Use an existing backup of a healthy etcd cluster to restore an unhealthy cluster to a healthy state.
The commands in this procedure can be run on any master or worker node on the system.
A backup of a healthy etcd cluster has been created.
List the backups for the desired etcd cluster.
The example below uses the Boot Orchestration Service (BOS).
ncn# kubectl exec -it -n operators \
$(kubectl get pod -n operators | grep etcd-backup-restore | head -1 | awk '{print $1}') \
-c boto3 -- list_backups cray-bos
Example output:
cray-bos/etcd.backup_v108497_2020-03-20-23:42:37
cray-bos/etcd.backup_v125815_2020-03-21-23:42:37
cray-bos/etcd.backup_v143095_2020-03-22-23:42:38
cray-bos/etcd.backup_v160489_2020-03-23-23:42:37
cray-bos/etcd.backup_v176621_2020-03-24-23:42:37
cray-bos/etcd.backup_v277935_2020-03-30-23:52:54
cray-bos/etcd.backup_v86767_2020-03-19-18:00:05
Restore the cluster using a backup.
Replace etcd.backup_v277935_2020-03-30-23:52:54
in the command below with the name of the backup being used.

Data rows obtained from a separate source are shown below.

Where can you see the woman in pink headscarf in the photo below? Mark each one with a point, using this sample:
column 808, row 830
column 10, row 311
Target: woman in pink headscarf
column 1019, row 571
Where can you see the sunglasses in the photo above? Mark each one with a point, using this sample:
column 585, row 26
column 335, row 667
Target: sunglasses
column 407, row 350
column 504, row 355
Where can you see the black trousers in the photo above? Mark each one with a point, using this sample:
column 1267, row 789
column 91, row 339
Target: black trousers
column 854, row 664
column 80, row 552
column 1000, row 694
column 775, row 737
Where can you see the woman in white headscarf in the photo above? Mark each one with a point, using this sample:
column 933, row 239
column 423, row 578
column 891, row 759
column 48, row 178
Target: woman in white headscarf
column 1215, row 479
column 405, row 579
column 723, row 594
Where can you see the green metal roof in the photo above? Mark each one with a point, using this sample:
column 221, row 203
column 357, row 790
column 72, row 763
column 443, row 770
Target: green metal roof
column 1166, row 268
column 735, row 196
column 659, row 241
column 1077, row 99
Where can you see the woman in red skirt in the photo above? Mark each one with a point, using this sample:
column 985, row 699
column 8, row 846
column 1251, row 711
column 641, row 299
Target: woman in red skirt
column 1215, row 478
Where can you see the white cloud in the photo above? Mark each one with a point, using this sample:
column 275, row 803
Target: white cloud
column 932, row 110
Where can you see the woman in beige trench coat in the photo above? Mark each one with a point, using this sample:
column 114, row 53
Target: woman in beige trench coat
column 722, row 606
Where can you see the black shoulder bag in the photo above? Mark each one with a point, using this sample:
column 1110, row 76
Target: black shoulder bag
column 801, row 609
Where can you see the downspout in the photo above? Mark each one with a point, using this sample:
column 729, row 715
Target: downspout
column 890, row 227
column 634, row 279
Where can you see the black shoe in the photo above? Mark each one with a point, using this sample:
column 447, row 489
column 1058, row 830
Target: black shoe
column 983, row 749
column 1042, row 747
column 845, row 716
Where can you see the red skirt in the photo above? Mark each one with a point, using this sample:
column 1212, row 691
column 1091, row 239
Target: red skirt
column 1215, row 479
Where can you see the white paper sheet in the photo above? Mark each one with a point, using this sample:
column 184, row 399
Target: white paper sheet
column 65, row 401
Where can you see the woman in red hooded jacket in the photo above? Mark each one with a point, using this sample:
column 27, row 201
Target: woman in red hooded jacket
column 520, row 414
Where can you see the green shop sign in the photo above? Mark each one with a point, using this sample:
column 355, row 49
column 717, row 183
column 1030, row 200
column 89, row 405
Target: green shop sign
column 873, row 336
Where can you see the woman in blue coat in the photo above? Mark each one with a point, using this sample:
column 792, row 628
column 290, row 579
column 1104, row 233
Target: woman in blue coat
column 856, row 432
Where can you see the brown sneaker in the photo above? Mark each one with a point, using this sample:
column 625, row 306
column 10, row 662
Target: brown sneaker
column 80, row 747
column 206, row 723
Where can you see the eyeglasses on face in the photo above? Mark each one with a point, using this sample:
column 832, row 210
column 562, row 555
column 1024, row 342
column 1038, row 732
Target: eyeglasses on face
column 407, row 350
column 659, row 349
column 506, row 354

ncn# kubectl exec -it -n operators \
$(kubectl get pod -n operators | grep etcd-backup-restore | head -1 | awk '{print $1}') \
-c util -- restore_from_backup cray-bos etcd.backup_v277935_2020-03-30-23:52:54
Example output:
etcdrestore.etcd.database.coreos.com/cray-bos-etcd created
Watch the pods come back online.
This may take a couple minutes.
ncn# kubectl -n services get pod | grep SERVICE_NAME
Example output:
cray-bos-etcd-498jn7th6p 1/1 Running 0 4h1m
cray-bos-etcd-dj7d894227 1/1 Running 0 3h59m
cray-bos-etcd-tk4pr4kgqk 1/1 Running 0 4
Delete the EtcdRestore
custom resource.
This step makes it possible for future restores to occur. Replace the etcdrestore.etcd.database.coreos.com/cray-bos-etcd
value with the name returned in
the earlier step when creating the backup.
ncn# kubectl -n services delete etcdrestore.etcd.database.coreos.com/cray-bos-etcd
Example output:
etcdrestore.etcd.database.coreos.com "cray-bos-etcd" deleted
Verify that the cray-bos-etcd-client
service was created.
ncn# kubectl get service -n services cray-bos-etcd-client
Example of output showing that the service was created:
NAME TYPE CLUSTER-IP EXTERNAL-IP PORT(S) AGE
cray-bos-etcd-client ClusterIP 10.28.248.232 <none> 2379/TCP 2m
If the etcd-client
service was not created, then repeat the procedure to restore the cluster again.